Article 7. Termination of Agreement, etc.
1. In the event the Customer violates any provision of this Agreement or falls under any one of the items in Article 5, paragraph 3, the Company may immediately terminate this Agreement without any advance notice to the Customer.
2. In the event this Agreement is terminated under paragraph 1 of this Article, the Company shall not be responsible for any damage the Customer suffers from the termination of this Agreement, and any fees for the use of the Software the Customer has paid to the Company or a Dealer shall not be refundable to the Customer.
3. In the event this Agreement is terminated under paragraph 1 of this Article, the Customer shall immediately destroy or delete the Software, the Supporting Tools, the Documents (including any copies of these) and any portion of these in an appropriate manner, and immediately submit the documents proving such destruction or deletion to the Company.

Article 8. Other
1. This Agreement shall be governed by and construed in accordance with the laws of Japan, except for the choice of law provisions.
2. Even if a part of a provision of this Agreement becomes invalid under the laws and regulations, such provision shall still remain effective to the extent it is valid under the laws and regulations.
3. Even in the case where this Agreement ends due to termination or any other cause or the period of the use of the Software ends, Article 2, paragraph 2, Article 3, Article 4, Article 6, Article 7, paragraphs 2 and 3, and this Article 8 shall remain effective.
4. In the event that there is any discrepancy between an agreement regarding the Software between the Customer and a Dealer and this Agreement, this Agreement shall prevail and govern between the Company and the Customer.

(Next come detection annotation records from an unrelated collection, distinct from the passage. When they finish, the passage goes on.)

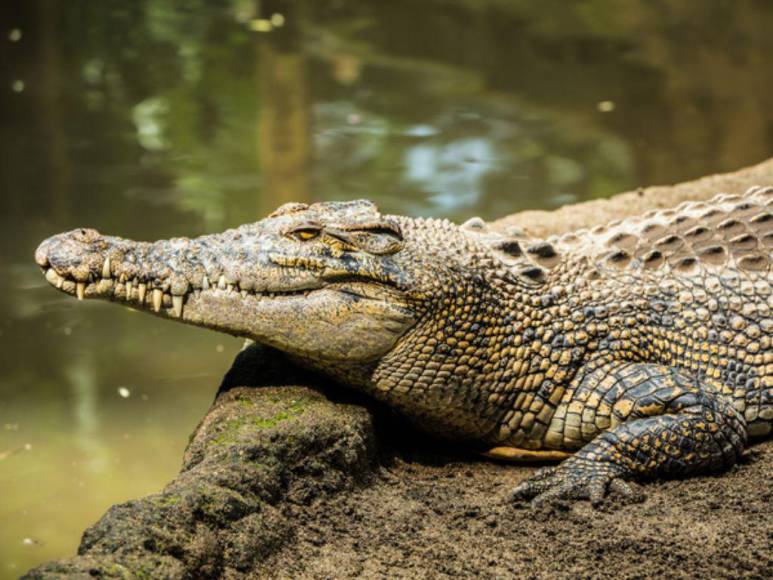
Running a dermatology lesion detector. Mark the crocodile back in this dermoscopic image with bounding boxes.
[554,187,773,279]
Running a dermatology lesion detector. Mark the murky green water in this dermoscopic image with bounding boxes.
[0,0,773,577]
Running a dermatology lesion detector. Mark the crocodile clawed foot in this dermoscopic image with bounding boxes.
[510,456,644,508]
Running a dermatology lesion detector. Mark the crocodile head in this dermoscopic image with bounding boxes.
[35,201,455,364]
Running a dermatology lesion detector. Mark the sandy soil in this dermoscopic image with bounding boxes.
[262,442,773,578]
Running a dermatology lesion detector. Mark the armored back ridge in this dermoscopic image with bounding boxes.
[36,187,773,502]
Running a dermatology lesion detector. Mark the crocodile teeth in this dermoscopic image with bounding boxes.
[172,295,183,318]
[46,268,64,288]
[153,288,164,312]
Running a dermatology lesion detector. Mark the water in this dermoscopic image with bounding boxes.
[0,0,773,577]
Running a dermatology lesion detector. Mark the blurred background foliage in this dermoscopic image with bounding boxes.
[0,0,773,577]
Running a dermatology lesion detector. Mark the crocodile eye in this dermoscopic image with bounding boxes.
[293,228,319,242]
[288,223,322,242]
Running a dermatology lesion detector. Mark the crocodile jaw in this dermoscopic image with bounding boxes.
[35,230,415,364]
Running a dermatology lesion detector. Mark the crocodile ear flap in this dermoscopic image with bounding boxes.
[518,264,547,284]
[325,226,403,256]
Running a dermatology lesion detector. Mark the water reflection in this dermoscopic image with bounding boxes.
[0,0,773,576]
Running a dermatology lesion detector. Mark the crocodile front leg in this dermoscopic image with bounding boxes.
[513,362,747,505]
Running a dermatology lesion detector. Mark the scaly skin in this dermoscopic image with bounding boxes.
[36,188,773,503]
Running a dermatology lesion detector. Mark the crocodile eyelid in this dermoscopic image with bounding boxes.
[285,222,322,242]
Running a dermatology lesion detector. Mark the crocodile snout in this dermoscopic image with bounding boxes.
[35,228,107,298]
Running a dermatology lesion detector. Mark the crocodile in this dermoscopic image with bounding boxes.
[35,186,773,505]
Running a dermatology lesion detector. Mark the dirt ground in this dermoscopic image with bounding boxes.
[24,159,773,578]
[262,442,773,578]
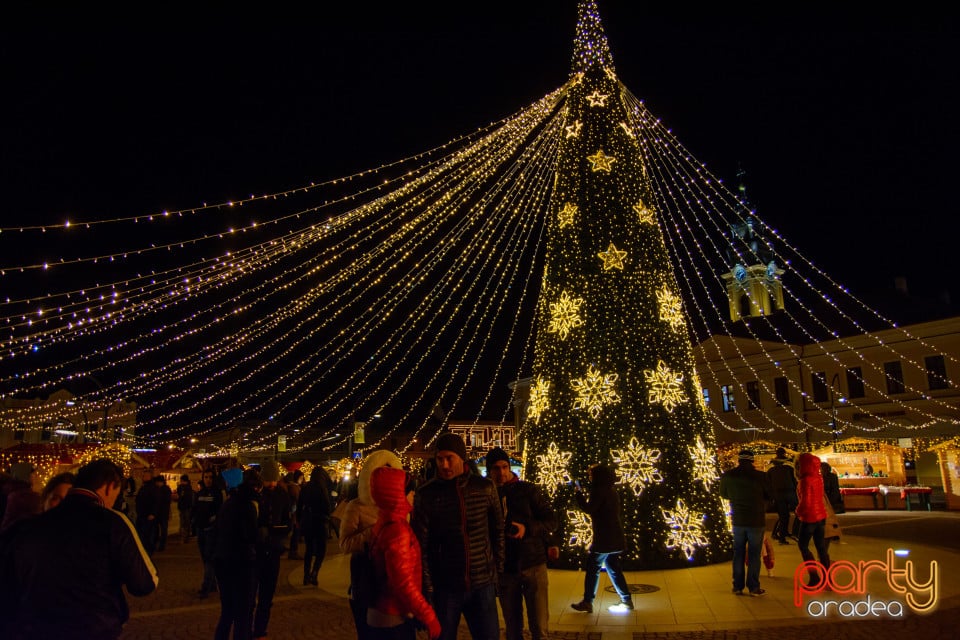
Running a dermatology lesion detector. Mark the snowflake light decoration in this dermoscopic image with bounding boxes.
[567,511,593,549]
[610,437,663,496]
[527,378,550,422]
[687,436,720,490]
[537,442,573,499]
[547,291,583,340]
[657,287,685,331]
[633,200,657,224]
[643,360,687,413]
[587,149,617,173]
[557,202,577,229]
[660,499,710,560]
[570,365,620,418]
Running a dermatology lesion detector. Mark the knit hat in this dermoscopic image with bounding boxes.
[10,462,36,482]
[260,461,280,482]
[486,447,510,471]
[436,433,467,460]
[220,468,243,489]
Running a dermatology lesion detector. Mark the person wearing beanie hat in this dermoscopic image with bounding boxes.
[767,447,800,544]
[253,460,293,638]
[434,433,467,460]
[486,447,558,640]
[411,433,504,640]
[720,449,773,596]
[213,469,261,638]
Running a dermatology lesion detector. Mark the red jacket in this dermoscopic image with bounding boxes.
[797,453,827,522]
[370,467,440,638]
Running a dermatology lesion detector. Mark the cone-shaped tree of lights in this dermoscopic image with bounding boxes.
[521,0,730,569]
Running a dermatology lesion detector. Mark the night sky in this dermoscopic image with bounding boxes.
[0,0,960,298]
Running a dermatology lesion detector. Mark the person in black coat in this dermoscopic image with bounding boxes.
[571,464,633,613]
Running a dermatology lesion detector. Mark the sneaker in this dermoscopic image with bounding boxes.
[570,600,593,613]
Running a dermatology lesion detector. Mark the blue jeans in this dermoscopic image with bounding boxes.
[583,551,633,602]
[500,564,548,640]
[733,525,764,593]
[433,584,500,640]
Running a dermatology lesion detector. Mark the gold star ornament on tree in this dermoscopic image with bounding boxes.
[597,242,627,271]
[587,149,617,173]
[527,378,550,422]
[557,202,577,229]
[570,365,620,418]
[547,291,583,340]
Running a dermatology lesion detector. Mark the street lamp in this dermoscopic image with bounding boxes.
[830,373,847,448]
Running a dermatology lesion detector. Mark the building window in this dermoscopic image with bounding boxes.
[923,356,950,389]
[720,384,737,412]
[847,367,867,398]
[883,360,905,393]
[773,377,790,407]
[747,380,760,410]
[810,371,830,402]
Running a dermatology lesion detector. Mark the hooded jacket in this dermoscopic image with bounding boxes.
[797,453,827,522]
[370,467,440,637]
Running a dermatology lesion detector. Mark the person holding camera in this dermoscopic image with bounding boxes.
[486,447,558,640]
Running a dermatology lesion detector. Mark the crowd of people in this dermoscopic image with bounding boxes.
[720,447,844,597]
[0,440,842,640]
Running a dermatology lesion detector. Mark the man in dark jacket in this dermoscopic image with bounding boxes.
[191,469,223,598]
[0,460,157,640]
[486,447,557,640]
[412,433,504,640]
[720,449,770,596]
[767,447,797,544]
[571,464,633,613]
[253,462,293,638]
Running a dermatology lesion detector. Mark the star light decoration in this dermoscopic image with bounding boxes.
[587,149,617,173]
[587,89,610,107]
[660,499,710,560]
[547,291,583,340]
[597,242,627,271]
[657,287,686,331]
[610,437,663,496]
[537,442,573,499]
[567,511,593,549]
[643,360,687,413]
[527,378,550,422]
[687,436,720,490]
[570,365,620,418]
[633,200,657,224]
[563,120,583,138]
[557,202,578,229]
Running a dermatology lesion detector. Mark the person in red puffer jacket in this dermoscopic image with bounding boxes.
[797,453,830,586]
[367,467,440,640]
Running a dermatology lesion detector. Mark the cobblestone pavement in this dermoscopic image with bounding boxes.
[121,540,960,640]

5. This Agreement with the terms as of the time when the Customer applies for the use of the Software to the Company or a Dealer shall apply to such Software. When the Company changes the terms of this Agreement, the revised Agreement shall apply to such Software for which the Customer applies for the use of to the Company or the Dealer after the time of such change.
6. With regard to this Agreement, the time and date (year, month, date, time) and a period shall be determined based on Japan standard time (JST).
7. The Tokyo District Court shall have exclusive jurisdiction as the court of first instance over any dispute arising between the Company and the Customer regarding this Agreement.